Síntesis de bacteriófagos infecciosas en una e. coli -basan sistema de expresión libre
Summary
Una nueva generación de plataformas de transcripción-traducción libre de la célula ha sido diseñada para la construcción de sistemas bioquímicos en vitro a través de la ejecución de circuitos de gene. En este artículo describimos cómo bacteriófagos como MS2, ΦΧ174 y T7, son sintetizados a partir de su genoma mediante un todo e. coli sin células TXTL sistema.
Abstract
Una nueva generación de sistemas libres de células transcripción-traducción (TXTL), diseñado para tener una mayor versatilidad y modularidad, proporcionar nuevas capacidades para ciencias básicas y aplicadas en reacciones de tubo de ensayo.
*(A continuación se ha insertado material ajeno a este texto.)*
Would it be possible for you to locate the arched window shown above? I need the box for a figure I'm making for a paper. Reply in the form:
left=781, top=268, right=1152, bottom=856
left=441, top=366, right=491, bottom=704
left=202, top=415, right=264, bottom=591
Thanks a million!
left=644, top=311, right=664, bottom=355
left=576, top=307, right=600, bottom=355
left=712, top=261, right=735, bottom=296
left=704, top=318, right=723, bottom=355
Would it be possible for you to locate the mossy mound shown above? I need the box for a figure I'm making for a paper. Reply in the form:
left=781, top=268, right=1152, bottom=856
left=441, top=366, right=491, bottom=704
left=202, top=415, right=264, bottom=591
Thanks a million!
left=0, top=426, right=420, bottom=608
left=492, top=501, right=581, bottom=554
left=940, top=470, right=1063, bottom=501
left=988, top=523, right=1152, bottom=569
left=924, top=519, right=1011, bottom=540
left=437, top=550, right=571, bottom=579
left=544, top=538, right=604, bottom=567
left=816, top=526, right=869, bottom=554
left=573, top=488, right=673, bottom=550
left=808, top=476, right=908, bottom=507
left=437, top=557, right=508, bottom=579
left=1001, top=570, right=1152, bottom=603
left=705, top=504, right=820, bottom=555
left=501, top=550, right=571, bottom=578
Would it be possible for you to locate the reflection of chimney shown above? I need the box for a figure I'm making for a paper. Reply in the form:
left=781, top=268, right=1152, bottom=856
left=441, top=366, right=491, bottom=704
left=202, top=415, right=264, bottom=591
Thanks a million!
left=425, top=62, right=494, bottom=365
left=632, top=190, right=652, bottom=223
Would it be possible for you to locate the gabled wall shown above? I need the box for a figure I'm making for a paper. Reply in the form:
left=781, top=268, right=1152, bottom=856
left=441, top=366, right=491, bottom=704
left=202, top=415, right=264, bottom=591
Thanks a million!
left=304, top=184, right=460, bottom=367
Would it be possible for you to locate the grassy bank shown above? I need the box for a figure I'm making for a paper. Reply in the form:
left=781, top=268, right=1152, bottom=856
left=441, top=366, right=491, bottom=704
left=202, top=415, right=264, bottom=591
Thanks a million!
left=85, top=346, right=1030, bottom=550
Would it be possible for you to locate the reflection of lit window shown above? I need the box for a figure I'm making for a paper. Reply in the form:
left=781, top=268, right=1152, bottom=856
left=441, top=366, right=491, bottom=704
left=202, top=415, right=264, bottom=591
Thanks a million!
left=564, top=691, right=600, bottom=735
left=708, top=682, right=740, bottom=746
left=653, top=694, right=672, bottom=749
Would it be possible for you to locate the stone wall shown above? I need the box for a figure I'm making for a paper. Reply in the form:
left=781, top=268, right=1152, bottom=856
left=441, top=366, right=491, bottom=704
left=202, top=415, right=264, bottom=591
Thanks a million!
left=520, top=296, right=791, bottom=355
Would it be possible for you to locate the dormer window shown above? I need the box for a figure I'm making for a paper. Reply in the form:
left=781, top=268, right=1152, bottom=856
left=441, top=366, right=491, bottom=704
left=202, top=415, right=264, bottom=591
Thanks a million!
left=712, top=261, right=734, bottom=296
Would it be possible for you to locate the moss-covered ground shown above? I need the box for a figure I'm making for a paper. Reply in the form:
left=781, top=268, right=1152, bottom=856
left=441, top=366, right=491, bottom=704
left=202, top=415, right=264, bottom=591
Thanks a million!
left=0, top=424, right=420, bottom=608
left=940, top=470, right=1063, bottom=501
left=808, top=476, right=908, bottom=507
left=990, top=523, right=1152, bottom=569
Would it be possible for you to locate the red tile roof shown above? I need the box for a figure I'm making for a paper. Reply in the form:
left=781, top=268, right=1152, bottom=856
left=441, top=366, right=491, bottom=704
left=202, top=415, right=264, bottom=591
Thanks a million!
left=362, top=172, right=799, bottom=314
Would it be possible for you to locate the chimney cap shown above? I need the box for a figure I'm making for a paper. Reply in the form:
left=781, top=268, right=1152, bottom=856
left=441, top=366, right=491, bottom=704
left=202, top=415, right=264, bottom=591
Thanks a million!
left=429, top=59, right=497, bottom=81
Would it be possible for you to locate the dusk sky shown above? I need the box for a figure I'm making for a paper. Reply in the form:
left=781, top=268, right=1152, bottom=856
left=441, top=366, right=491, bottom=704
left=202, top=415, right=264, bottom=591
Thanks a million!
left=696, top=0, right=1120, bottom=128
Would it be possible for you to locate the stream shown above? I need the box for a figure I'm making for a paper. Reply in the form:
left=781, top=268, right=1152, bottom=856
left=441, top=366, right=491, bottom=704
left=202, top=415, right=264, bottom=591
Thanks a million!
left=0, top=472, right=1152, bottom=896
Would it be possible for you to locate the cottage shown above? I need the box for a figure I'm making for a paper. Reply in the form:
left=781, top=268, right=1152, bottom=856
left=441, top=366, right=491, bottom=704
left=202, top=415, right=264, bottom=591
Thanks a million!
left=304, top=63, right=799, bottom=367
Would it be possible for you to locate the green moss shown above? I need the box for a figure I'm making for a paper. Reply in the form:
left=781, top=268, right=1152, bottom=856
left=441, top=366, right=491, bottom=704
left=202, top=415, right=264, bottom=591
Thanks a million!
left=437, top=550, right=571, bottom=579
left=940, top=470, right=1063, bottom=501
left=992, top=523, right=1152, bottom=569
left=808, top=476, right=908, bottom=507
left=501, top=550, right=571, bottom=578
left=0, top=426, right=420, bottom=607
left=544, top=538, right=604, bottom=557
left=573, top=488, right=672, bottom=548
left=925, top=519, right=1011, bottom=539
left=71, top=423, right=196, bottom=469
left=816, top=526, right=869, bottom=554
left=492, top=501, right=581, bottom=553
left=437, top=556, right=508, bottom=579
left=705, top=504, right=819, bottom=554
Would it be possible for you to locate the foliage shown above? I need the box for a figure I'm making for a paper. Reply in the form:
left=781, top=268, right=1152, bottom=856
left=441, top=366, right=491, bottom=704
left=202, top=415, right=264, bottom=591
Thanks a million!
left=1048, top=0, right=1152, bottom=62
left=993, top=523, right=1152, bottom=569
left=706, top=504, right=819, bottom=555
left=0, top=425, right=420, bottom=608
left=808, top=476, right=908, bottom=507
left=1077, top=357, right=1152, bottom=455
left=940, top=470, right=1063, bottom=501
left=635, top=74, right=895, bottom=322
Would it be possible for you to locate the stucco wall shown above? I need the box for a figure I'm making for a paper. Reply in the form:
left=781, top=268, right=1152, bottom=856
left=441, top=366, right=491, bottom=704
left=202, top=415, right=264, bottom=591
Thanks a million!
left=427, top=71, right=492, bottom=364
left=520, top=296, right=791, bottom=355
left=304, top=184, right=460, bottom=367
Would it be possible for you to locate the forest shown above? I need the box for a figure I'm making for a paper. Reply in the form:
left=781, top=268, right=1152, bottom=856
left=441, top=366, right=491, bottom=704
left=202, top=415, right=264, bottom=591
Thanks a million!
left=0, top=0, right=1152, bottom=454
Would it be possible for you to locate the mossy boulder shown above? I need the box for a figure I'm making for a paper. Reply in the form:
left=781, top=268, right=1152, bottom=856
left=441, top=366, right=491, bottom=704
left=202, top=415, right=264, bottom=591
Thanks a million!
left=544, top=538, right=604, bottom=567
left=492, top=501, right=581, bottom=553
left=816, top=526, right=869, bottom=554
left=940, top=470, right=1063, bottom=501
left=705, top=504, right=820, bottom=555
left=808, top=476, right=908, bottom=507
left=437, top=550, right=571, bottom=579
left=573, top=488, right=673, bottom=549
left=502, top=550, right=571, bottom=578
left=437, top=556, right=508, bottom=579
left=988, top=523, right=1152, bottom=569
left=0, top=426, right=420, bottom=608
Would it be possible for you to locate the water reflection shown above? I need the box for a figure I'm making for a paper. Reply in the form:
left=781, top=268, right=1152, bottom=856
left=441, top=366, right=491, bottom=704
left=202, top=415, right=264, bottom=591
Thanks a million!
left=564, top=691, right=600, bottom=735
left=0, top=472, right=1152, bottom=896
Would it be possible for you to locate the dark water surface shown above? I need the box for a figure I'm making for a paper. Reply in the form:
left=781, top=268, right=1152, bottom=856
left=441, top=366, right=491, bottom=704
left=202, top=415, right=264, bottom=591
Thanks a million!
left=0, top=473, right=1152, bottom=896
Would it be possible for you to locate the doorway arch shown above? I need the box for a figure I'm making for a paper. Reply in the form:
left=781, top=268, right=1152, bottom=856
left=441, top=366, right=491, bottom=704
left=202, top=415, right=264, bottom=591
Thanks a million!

En la última década, TXTL libres de células se ha convertido en una técnica poderosa para una amplia gama de la biología relacionados con cuantitativa y sintética de áreas nuevas investigaciones multidisciplinarias. Las nuevas plataformas TXTL son particularmente útiles para construir e interrogar a sistemas bioquímicos a través de la ejecución de circuitos gen sintético o natural. In vitro TXTL ha demostrado conveniente rápidamente elementos reguladores del prototipo y redes biológicas así que recapitulemos molecular autoensamblaje mecanismos encontraron en los sistemas vivos. En este artículo describimos cómo infecciosos bacteriófagos, como el MS2 (RNA), ΦΧ174 (ssDNA) y T7 (dsDNA), son sintetizados totalmente de su genoma en las reacciones de un pote con Escherichia coli, un sistema libre de células TXTL. Síntesis de los tres colífagos se cuantifican utilizando el ensayo de placa. Mostramos cómo la producción de fagos sintetizada depende de los parámetros bioquímicos de las reacciones. Hacinamiento molecular, emulado a través de una concentración controlada de PEG 8000, afecta a la cantidad de fagos sintetizadas por órdenes de magnitud. También describimos cómo amplificar los phages y purificar sus genomas. El conjunto de protocolos y resultados presentados en este trabajo debe ser de interés para los investigadores multidisciplinarios involucrados en Bioingeniería y biología sintética sin células.
Introduction
En la última década, la tecnología de libre expresión ha sido diseñada para aplicaciones novedosas de dirección en biología relacionados con sintético y cuantitativa de áreas emergentes de investigación multidisciplinar. Originalmente utilizado para expresar las proteínas de un organismo vivo, se han desarrollado nuevos sistemas acelulares de TXTL para ambas ciencias básicas y aplicadas1,2, ampliar considerablemente el alcance de esta tecnología. La nueva generación de plataformas TXTL ha sido diseñada para ser fácil de usar, más eficiente (llegar a 2 mg/mL de síntesis de proteínas en modo batch3), más versátil a nivel de transcripción4y modular para integran fácilmente novela natural o funciones sintéticas que amplían las capacidades de los sistemas biológicos5,6. En particular, sistemas TXTL libres de células se han convertido en útiles para la creación rápida de prototipos de programas genéticos, tales como elementos reguladores o pequeños circuitos genéticos7,8,9, mediante la reducción de la prueba de diseño-construcción ciclo a unos pocos días. Sorprendentemente, los nuevos sistemas TXTL también son capaces de procesar grandes programas de ADN como la síntesis completa de colífagos10,11, demostrando fuerte suficientes prestaciones para apoyar la reconstitución del activo genómica DNA codificadas entidades vivientes.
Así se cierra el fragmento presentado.